GBPUSD rallied to fresh April-2018 highs around 1.3790 today amid broad-based dollar weakness. the pair managed to bounce from the 20-DMA late last week and has accelerated the ascent since then, remaining bullish for the time being. It looks like the cable is ready to challenge the 1.3800 figure and register fresh long-term tops in the coming days. In case of a downside correction, the pound will first target the 1.3730 area, followed by the 1.3700 figure and the mentioned 20-DMA that arrives at 1.3680 today. The RSI both in the near-term and the daily charts hasn’t reached overbought conditions just yet, suggesting the prices could gain further in the short term.
USDJPY failed to confirm a break above the 100-DMA late last week and has reversed lower. On Tuesday, the pair has accelerated the retreat from four-month highs after a break below the 105.00 figure that has now turned into the key resistance. The dollar was last seen trading around 104.60, not far from late-January lows set earlier in the day. It looks like the pair could extend the downside correction further while targeting the 104.40 zone where the 100-DMA, followed by the 200-DMA lies. if these moving averages withstand the pressure, a bounce could be expected.
The Kiwi surged to one-month highs around 0.7250 in recent trading.
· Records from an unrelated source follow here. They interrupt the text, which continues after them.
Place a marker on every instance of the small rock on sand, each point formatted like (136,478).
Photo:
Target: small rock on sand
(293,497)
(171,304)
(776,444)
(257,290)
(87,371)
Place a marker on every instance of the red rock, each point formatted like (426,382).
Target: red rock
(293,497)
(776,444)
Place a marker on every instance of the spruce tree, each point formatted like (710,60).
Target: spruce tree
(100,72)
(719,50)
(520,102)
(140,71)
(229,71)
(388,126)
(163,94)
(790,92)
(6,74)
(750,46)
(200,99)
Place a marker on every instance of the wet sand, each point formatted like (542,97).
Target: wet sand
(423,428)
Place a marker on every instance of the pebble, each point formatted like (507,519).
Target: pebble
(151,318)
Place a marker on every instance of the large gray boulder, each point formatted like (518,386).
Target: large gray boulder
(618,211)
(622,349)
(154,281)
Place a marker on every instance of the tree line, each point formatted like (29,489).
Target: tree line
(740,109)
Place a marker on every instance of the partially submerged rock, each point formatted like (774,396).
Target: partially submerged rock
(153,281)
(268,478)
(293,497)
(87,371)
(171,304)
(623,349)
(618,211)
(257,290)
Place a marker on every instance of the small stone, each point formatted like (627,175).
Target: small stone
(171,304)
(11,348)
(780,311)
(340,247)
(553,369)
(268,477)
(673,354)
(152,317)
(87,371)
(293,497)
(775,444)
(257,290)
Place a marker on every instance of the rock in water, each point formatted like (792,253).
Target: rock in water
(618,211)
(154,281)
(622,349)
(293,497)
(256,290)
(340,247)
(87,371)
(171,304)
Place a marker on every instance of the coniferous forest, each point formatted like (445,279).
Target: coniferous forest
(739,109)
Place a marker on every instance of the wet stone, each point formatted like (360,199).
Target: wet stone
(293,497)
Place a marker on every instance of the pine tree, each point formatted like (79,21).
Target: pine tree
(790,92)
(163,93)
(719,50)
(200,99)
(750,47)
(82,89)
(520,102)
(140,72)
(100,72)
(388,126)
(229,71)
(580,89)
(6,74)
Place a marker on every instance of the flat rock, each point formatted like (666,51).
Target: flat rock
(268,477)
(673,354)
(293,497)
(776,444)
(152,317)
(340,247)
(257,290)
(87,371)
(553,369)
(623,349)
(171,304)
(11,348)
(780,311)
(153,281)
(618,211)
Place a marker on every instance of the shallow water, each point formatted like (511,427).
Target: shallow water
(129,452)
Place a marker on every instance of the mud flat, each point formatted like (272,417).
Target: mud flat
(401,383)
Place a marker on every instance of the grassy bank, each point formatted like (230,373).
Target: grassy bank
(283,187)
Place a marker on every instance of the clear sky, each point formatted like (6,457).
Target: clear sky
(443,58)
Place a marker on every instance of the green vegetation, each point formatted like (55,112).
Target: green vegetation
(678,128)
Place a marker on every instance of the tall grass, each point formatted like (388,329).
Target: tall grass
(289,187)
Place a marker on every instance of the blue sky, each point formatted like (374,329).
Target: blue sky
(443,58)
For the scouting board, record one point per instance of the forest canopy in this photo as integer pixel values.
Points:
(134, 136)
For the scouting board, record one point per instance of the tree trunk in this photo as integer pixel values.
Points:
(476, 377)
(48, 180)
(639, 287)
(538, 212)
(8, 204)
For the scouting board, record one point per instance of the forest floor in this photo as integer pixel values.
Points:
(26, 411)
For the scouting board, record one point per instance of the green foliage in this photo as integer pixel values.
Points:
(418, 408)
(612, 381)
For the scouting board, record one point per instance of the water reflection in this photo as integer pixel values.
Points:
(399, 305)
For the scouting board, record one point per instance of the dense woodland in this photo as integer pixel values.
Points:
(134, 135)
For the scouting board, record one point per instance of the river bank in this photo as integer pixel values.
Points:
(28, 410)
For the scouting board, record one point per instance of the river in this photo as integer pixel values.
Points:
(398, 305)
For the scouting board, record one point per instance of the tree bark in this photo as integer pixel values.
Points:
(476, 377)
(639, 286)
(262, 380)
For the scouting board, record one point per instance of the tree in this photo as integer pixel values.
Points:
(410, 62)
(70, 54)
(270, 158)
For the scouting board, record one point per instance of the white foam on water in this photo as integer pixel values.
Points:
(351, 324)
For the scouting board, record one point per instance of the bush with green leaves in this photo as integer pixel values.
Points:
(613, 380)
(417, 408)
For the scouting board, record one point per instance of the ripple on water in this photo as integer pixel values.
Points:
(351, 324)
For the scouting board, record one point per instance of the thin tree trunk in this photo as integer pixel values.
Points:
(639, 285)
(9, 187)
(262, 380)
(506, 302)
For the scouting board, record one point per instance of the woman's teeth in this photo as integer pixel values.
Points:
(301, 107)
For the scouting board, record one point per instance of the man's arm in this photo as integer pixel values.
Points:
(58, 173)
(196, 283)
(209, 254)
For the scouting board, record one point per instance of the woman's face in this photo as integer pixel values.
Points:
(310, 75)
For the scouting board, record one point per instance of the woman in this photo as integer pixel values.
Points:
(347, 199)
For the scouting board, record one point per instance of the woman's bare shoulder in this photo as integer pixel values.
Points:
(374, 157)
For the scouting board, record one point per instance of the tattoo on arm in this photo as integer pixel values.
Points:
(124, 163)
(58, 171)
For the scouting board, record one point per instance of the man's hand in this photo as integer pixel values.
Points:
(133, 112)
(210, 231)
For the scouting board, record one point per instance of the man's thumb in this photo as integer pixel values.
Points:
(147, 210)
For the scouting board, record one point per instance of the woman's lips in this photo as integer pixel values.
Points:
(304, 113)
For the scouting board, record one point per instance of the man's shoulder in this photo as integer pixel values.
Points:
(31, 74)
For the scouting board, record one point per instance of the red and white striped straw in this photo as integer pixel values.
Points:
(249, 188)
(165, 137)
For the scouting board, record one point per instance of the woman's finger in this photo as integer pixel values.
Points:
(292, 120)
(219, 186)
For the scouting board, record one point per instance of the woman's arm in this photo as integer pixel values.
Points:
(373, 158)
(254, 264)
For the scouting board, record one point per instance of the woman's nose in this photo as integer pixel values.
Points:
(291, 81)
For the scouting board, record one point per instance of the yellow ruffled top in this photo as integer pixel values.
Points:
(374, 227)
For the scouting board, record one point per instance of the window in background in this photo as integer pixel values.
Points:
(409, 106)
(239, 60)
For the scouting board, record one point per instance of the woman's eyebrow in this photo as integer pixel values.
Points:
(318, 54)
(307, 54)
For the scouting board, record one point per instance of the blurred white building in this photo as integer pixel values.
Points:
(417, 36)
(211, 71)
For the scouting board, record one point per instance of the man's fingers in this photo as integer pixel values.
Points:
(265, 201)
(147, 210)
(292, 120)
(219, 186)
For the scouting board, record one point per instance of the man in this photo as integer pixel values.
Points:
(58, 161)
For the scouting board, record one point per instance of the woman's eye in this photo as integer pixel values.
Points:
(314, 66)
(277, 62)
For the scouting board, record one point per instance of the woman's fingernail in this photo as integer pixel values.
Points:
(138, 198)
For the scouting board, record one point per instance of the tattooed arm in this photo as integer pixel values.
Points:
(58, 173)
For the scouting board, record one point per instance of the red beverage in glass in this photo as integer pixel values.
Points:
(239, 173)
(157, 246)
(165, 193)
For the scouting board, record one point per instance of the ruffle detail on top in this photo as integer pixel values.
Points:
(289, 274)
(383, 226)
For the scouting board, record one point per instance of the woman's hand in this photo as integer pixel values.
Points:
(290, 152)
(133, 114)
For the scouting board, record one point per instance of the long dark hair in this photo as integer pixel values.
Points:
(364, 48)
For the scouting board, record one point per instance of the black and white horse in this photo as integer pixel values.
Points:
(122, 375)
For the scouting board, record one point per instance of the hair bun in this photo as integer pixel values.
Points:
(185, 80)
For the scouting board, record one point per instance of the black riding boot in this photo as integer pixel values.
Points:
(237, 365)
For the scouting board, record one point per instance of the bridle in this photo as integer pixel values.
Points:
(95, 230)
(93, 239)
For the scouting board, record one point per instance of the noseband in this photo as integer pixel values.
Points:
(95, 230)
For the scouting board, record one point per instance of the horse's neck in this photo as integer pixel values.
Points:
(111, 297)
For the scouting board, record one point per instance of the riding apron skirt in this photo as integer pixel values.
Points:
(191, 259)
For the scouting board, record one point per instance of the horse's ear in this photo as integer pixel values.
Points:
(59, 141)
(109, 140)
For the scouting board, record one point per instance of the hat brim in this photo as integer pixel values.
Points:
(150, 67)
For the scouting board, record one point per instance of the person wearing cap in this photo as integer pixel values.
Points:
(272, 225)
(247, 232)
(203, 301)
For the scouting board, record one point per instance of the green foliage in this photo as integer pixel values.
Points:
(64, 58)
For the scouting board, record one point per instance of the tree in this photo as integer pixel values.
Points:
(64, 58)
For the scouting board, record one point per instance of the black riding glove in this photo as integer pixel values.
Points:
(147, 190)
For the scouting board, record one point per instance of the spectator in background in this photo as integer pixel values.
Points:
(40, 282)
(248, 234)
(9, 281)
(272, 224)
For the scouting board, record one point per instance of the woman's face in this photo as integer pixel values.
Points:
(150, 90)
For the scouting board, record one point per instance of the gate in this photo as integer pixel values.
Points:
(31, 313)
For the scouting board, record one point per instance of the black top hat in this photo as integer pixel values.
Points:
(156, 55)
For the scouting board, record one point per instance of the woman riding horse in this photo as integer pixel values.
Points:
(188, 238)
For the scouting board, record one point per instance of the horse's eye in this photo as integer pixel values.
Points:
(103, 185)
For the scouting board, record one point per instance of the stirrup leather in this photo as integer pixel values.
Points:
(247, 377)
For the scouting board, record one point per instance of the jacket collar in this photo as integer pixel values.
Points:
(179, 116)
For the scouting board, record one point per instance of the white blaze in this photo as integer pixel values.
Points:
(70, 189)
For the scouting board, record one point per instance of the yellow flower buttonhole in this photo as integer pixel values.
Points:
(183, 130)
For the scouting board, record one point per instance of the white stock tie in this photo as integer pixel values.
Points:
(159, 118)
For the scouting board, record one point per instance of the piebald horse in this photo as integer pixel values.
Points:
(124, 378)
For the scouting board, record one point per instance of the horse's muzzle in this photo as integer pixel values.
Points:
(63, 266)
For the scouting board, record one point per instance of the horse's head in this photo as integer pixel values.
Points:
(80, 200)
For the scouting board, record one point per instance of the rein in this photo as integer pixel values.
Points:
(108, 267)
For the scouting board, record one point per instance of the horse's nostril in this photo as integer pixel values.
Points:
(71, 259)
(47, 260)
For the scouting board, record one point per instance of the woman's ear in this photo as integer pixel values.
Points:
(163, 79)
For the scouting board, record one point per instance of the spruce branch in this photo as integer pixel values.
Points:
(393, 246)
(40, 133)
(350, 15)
The short-term technical picture has improved further after a recovery above the 20-DMA, today at 0.7180. If the mentioned tops give up any time soon, the prices could target the 0.7300 handle for the first time since January 7th. However, the New Zealand dollar could lack the upside momentum to extend the current rally that may lose steam in the short term. Furthermore, the bullish bias in the near-term charts has been waning already, suggesting NZDUSD could get back below the 0.7200 handle by the end of the day, with the mentioned 20-DMA remaining in market focus for now.
USDCAD has been trending lower for the third session in a row on Tuesday. Early in Asia, the pair dipped below the 20-DMA that has turned into resistance for the first time in three weeks. As a result, the daily RSI has turned even lower but still stays in the neutral territory, suggesting there is room for further downside in the short term. As of writing, the pair was changing hands around two-week lows in the 1.2715 area. If the selling pressure intensifies any time soon, the prices could slip below the 1.2700 figure and thus retarget the 1.2680 area. On the hourly charts, USDCAD has settled below the 20-SMA while the RSI is about to enter the oversold territory.